Боец в австрийской шинели вышел из рядов на три шага, стоял навытяжку,
но молчал.
-- Я тебе все выдал. Я, курносая твоя башка! А кто тебе выдал обмотки
из синей шерсти, из чистой английской диагонали? Не знаешь, мигалки твои
закройся! Я тебе их выдал незаконно, командир Антощенко, потому что то
командирские обмотки. Пожалел, гада. Что ж ты лупишь глаза и молчишь, как
засватанный? Теперь -- второе! На командира жалиться вы смелые, а сами
монахам в Лавру казенный хлеб продаете. Думаете, я не знаю. А шинелями кто
на Житном базаре торгует? А девиц легкого поведения кто раздел на
Владимирской горке и пустил нагишом по матери городов русских? Я все знаю. У
меня вы все вот тут, в жмене,-- Антощенко сжал и разжал свой красный
кулак.-- Я каждой могу немедленно подвести под расстрел.

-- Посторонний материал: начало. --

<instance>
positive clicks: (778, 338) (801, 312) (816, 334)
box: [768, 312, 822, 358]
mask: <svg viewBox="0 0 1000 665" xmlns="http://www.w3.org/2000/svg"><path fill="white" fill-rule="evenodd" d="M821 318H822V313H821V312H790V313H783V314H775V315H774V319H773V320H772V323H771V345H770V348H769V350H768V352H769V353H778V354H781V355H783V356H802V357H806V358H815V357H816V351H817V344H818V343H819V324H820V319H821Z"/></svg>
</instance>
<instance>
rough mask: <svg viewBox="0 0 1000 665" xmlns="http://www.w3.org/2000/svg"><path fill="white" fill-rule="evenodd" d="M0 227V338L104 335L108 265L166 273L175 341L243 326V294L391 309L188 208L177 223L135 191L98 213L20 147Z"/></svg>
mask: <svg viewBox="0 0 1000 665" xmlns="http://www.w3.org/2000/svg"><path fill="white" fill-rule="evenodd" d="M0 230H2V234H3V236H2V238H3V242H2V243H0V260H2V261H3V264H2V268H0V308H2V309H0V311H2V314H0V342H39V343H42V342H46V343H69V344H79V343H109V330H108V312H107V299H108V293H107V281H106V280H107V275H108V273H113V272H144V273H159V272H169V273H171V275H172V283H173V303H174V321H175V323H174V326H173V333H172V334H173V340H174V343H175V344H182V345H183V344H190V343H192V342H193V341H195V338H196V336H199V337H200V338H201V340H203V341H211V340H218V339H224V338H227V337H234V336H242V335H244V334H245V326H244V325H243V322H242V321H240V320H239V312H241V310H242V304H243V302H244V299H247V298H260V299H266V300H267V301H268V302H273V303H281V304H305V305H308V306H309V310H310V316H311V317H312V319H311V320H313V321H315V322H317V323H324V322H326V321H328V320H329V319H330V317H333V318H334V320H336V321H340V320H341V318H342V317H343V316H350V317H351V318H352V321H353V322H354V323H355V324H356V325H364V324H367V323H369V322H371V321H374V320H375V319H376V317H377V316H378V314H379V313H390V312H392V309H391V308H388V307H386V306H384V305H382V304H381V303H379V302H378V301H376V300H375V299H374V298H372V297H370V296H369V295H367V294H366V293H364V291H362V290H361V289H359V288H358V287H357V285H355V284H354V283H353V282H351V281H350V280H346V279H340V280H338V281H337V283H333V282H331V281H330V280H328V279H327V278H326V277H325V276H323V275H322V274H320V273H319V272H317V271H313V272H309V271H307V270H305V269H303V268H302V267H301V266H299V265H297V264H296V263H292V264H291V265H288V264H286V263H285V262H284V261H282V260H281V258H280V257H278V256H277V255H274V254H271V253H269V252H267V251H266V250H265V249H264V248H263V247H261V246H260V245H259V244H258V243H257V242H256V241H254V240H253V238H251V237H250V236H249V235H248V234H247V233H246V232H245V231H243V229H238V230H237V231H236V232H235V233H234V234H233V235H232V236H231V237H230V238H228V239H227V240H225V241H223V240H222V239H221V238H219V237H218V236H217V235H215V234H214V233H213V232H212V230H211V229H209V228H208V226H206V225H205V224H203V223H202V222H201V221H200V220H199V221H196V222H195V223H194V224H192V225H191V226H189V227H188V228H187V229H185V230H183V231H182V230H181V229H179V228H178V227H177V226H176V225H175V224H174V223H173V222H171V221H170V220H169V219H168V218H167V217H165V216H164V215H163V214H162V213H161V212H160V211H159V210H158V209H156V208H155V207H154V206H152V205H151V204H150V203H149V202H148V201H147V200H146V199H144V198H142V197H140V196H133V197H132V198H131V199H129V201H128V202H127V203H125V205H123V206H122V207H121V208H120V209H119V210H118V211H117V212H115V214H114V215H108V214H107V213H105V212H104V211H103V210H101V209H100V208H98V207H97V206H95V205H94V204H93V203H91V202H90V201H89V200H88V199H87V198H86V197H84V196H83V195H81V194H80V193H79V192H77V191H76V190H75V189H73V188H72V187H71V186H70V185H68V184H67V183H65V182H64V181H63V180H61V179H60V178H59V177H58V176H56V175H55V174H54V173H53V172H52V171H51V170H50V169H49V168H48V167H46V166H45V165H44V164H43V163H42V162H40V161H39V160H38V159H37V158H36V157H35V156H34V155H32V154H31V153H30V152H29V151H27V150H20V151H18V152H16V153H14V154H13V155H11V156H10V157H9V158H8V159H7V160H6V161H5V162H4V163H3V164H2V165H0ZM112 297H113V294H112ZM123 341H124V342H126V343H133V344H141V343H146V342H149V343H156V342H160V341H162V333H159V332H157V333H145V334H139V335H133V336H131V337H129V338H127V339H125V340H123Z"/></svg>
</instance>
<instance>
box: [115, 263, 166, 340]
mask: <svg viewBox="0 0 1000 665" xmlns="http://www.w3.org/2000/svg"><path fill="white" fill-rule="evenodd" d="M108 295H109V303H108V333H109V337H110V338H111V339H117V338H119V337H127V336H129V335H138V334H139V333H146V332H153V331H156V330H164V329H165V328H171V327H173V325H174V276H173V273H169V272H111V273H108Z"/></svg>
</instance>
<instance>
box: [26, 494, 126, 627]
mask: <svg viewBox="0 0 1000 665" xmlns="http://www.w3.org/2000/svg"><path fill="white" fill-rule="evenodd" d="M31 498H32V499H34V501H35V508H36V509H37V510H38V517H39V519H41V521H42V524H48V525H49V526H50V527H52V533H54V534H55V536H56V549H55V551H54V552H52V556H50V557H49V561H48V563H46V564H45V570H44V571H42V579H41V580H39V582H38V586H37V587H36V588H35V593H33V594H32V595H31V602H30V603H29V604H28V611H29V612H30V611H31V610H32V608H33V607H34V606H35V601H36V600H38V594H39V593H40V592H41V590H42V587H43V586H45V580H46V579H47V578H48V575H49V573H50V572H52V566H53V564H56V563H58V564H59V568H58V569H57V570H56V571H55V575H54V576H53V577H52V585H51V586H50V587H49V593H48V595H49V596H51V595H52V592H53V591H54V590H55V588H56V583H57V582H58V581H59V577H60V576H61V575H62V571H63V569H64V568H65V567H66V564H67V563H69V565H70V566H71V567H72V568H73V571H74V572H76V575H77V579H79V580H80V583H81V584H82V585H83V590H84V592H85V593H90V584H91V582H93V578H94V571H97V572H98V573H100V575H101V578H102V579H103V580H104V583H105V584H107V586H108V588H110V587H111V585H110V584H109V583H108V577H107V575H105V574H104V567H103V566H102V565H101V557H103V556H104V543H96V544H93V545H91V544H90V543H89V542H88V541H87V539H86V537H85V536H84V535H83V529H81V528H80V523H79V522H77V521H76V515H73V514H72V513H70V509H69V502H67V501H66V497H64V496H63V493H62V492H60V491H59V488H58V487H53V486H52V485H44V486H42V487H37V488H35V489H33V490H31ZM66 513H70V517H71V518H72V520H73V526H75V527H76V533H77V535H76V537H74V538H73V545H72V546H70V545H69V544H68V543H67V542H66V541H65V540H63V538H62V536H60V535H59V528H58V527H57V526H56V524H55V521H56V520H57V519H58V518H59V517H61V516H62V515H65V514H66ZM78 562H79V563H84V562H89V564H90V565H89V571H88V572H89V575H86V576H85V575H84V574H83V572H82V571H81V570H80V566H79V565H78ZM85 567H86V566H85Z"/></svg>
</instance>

Адъютант пытался остановить Антощенко, но он даже не оглянулся на него.
-- Самогон варите по всем помещениям, с противогазов понаделали себе
змеевиков. Патроны тратите на забаву да злодеянство, когда их недостает на
фронте для борьбы против вольных украинских атаманов! Ну да годи! Ладно!
Перед правительством я вас прощаю. Хрен с вами, у меня в сердце на вас
ненависти нету. Что с вас возьмешь, с голоты. По этому случаю -- полк,
слушай!
Антощенко выхватил кривую шашку. Клинок жидко блеснул в сыром утреннем
воздухе.
-- С песней перед трибуной правительства церемониальным маршем
повзводно с правого фланга шагом... марш!
Оркестр ударил разухабистый скачущий мотив, и полк неуклюже двинулся
церемониальным маршем мимо трибун. В первой роте грянули песню:
Цыпленок дутый,
В лаптях обутый,
Пошел в купальню погулять,
Его поймали,
Арестовали,
Велели паспорт показать.
Члены правительства, не дожидаясь окончания марша, быстро спустились с
трибуны и уехали.
Полк недоумевал, чем все это окончится. Все были уверены, что Антощенко
снимут с командования и разжалую г. Но дни шли, и ничто не менялось.
Очевидно, правительству было не до Антощенко. Деникин взял Одессу. Положение
было тревожное.
Антощенко ходил гоголем и начал ерничать в полку еще сильнее, чем до
пресловутого бунта.
Прекратил все это тяжелое и буйное существование караульного полка
солдат нашей роты -- тот самый низенький и тихий Иосиф Моргенштерн, о
котором я упоминал в начале этой главы.
Этот кроткий безответный человек ненавидел Антощенко люто, с холодным
бешенством. Особенно после того, как Антощенко пообещал "расщелкать" всех
евреев в полку и очистить полк от "иерусалимских дворян".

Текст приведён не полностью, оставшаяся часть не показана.